Reaction, the legislative officials said, was cool. Patrick’s budget proposal, set for a Jan. 22 roll-out will not include the e-cigarette levy, spokeswoman Bonnie McGilpin said.

The e-cigarettes are legal for minors to purchase in Massachusetts. A House billed, filed by Public Health Committee co-chair Representative Jeffrey Sánchez, Democrat of Jamaica Plain, would classify e-cigarettes as nicotine products and prohibit their sale to minors, but not tax the products.

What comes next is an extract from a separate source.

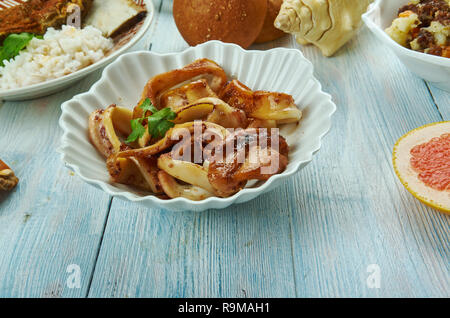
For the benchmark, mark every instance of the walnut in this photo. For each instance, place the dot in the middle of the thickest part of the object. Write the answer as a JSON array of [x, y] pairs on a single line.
[[8, 180]]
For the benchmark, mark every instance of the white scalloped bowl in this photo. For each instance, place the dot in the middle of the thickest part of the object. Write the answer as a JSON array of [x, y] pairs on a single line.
[[122, 82], [434, 69]]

The appeal to young people of the e-cigarettes’ comparatively low price point was a top argument for the new tax made by administration officials, said one person who had heard the pitch.

Before a meeting on Monday with Senate President Therese Murray and House Speaker Robert DeLeo, Patrick said he was planning to include in his budget the same set of tax proposals the Legislature has previously rejected, calling them “the same old ones we’ve proposed.” Those measures include removing candy and soda from the list of tax-exempt food products.

“Nothing new,” Patrick said.

Lawmakers last year slammed Patrick’s proposed $1.9 billion tax hike, which would have funded transportation projects and education programs. Instead, they opted for a $500 million tax boost and dedicated the revenues to transportation.

But legislators are frequently more accepting of “sin taxes” that can be framed as beneficial to public health. Last year, as part of the tax hikes, the Legislature approved a $1 per pack bump in cigarette taxes.

And the e-cigarettes represent a new market still developing, with policymakers scrambling to catch up, the way that laws surrounding cellphones and other comparatively recent technological advances are still taking shape.

Federal policymakers have yet to decide how to regulate the products nationally, said Karmen Hanson, health program manager at the NCSL.

Public health experts have been divided on the effects of e-cigarettes. The products do not emit smoke the way traditional cigarettes do, and do not contain tar. Cartridges inside the products discharge liquid that is converted into vapor.

The Food and Drug Administration does not regulate e-cigarettes the way they do traditional tobacco products. Product advocates and some health professionals say e-cigarettes can help with smoking cessation and might inflict less health damage than other nicotine products.